CS计算机代考程序代写 x86 cache algorithm Parallel 4 2021

Parallel 4 2021

Stewart Smith Digital Systems Design 4

Digital System Design 4
Parallel Computing Architecture 4

Stewart Smith Digital Systems Design 4

This Lecture

• Flynn’s Taxonomy – SIMD/MIMD/etc.
• Parallel benchmarks and the Roofline

Model

Stewart Smith Digital Systems Design 4

• An alternate classification

• SPMD: Single Program Multiple Data
‣ A parallel program on a MIMD computer
‣ Conditional code for different processors

Instructions and Data Streams

Data Streams

Single Multiple

Instruction
Streams

Single SISD: Intel Pentium 4 SIMD: SSE
instructions of x86

Multiple MISD: No examples today MIMD: Intel Xeon e5345

Flynn’s Taxonomy

Stewart Smith Digital Systems Design 4

Flynn’s Taxonomy

Stewart Smith Digital Systems Design 4

Flynn’s Taxonomy

Stewart Smith Digital Systems Design 4

Flynn’s Taxonomy

Stewart Smith Digital Systems Design 4

Flynn’s Taxonomy

Stewart Smith Digital Systems Design 4

Parallel Benchmarks
• Linpack: matrix linear algebra (TOP500)
• SPECrate: parallel run of SPEC CPU programs
‣ Job-level parallelism
• SPLASH: Stanford Parallel Applications for Shared

Memory
‣ Mix of kernels and applications, strong scaling
• NAS (NASA Advanced Supercomputing) suite
‣ Computational fluid dynamics (CFD) kernels
• PARSEC (Princeton Application Repository for

Shared Memory Computers) suite
‣ Multithreaded applications using Pthreads and OpenMP

Stewart Smith Digital Systems Design 4

Code or Applications?
• Traditional benchmarks
‣ Fixed code and data sets

• Parallel programming is evolving
‣ Should algorithms, programming languages, and tools

be part of the system?

‣ Compare systems, provided they implement a given
application

‣ E.g., Linpack, Berkeley Design Patterns

• Would foster innovation in approaches to
parallelism

Stewart Smith Digital Systems Design 4

Modelling Performance
• Assume performance metric of interest is

achievable GFLOPs/sec
‣ Measured using computational kernels from

Berkeley Design Patterns

• Arithmetic intensity of a kernel
‣ FLOPs per byte of memory accessed
• For a given computer, determine
‣ Peak GFLOPS (from data sheet)
‣ Peak memory bytes/sec (using Stream benchmark)

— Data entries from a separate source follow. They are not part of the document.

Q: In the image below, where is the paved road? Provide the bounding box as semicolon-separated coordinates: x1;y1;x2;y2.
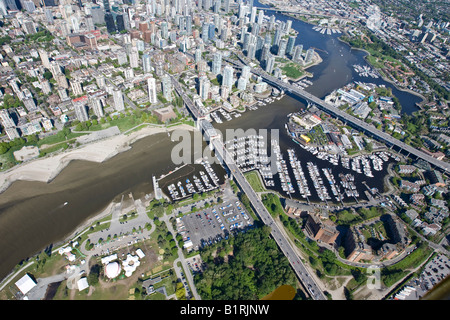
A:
163;214;201;300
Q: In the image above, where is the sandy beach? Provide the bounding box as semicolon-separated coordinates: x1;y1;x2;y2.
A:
0;123;196;194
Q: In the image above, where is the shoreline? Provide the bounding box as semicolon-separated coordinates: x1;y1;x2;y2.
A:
0;123;196;195
336;36;428;110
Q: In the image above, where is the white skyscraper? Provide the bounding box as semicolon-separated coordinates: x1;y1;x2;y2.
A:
0;0;7;16
113;88;125;111
304;48;315;64
293;45;303;63
257;10;264;25
70;79;83;96
222;65;234;89
129;47;139;68
212;52;222;75
38;49;51;69
199;75;210;100
161;74;172;102
147;77;157;104
265;54;275;74
74;103;89;122
241;65;251;80
142;53;152;73
91;97;104;118
250;6;257;24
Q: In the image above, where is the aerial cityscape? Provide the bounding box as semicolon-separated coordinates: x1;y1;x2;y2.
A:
0;0;448;304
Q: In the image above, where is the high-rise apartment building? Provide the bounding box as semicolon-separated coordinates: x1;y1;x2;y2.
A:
91;97;104;118
142;53;152;73
161;74;172;102
113;88;125;111
74;103;89;122
212;52;222;75
71;79;83;96
199;75;210;100
286;35;296;56
129;47;139;68
147;77;157;104
222;65;234;89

Stewart Smith Digital Systems Design 4

Arithmetic Intensity

• In some kernels the intensity scales with problem
size while in others it is independent

• Different results for strong and weak scaling

Stewart Smith Digital Systems Design 4

Roofline Diagram

Attainable GFLOPs/sec = Min (Peak Memory BW × Arithmetic Intensity,
Peak Floating-Point Performance)

Stewart Smith Digital Systems Design 4

Comparing Systems
• Example: Opteron X2 vs. Opteron X4
‣ 2-core vs. 4-core, 2× FP performance/core,

2.2GHz vs. 2.3GHz
‣ Same main memory system

• To get higher performance on
X4 than X2
‣ Need high arithmetic

intensity
‣ Or working set must fit in

X4’s 2MB L-3 cache

Stewart Smith Digital Systems Design 4

Optimising Performance

• Optimise Floating
Point performance

‣ Balance adds and
multiplies

‣ Improve superscalar
ILP and use of SIMD

Stewart Smith Digital Systems Design 4

Optimising Performance

• Optimise memory usage
‣ Software prefetch
– Avoid load stalls

‣ Memory affinity
– Avoid non-local data

accesses

Stewart Smith Digital Systems Design 4

Optimising Performance
• Choice of optimisation depends on arithmetic

intensity of code

• Arithmetic intensity is not
always fixed
‣ May scale with problem size
‣ Caching reduces memory

accesses

– Increases arithmetic
intensity

Stewart Smith Digital Systems Design 4

Concluding Remarks
• Goal: higher performance by using multiple

processors
• Difficulties
‣ Developing parallel software
‣ Devising appropriate architectures
• Many reasons for optimism
‣ Changing software and application environment
‣ Chip-level multiprocessors with lower latency, higher

bandwidth interconnect

• An ongoing challenge for computer architects!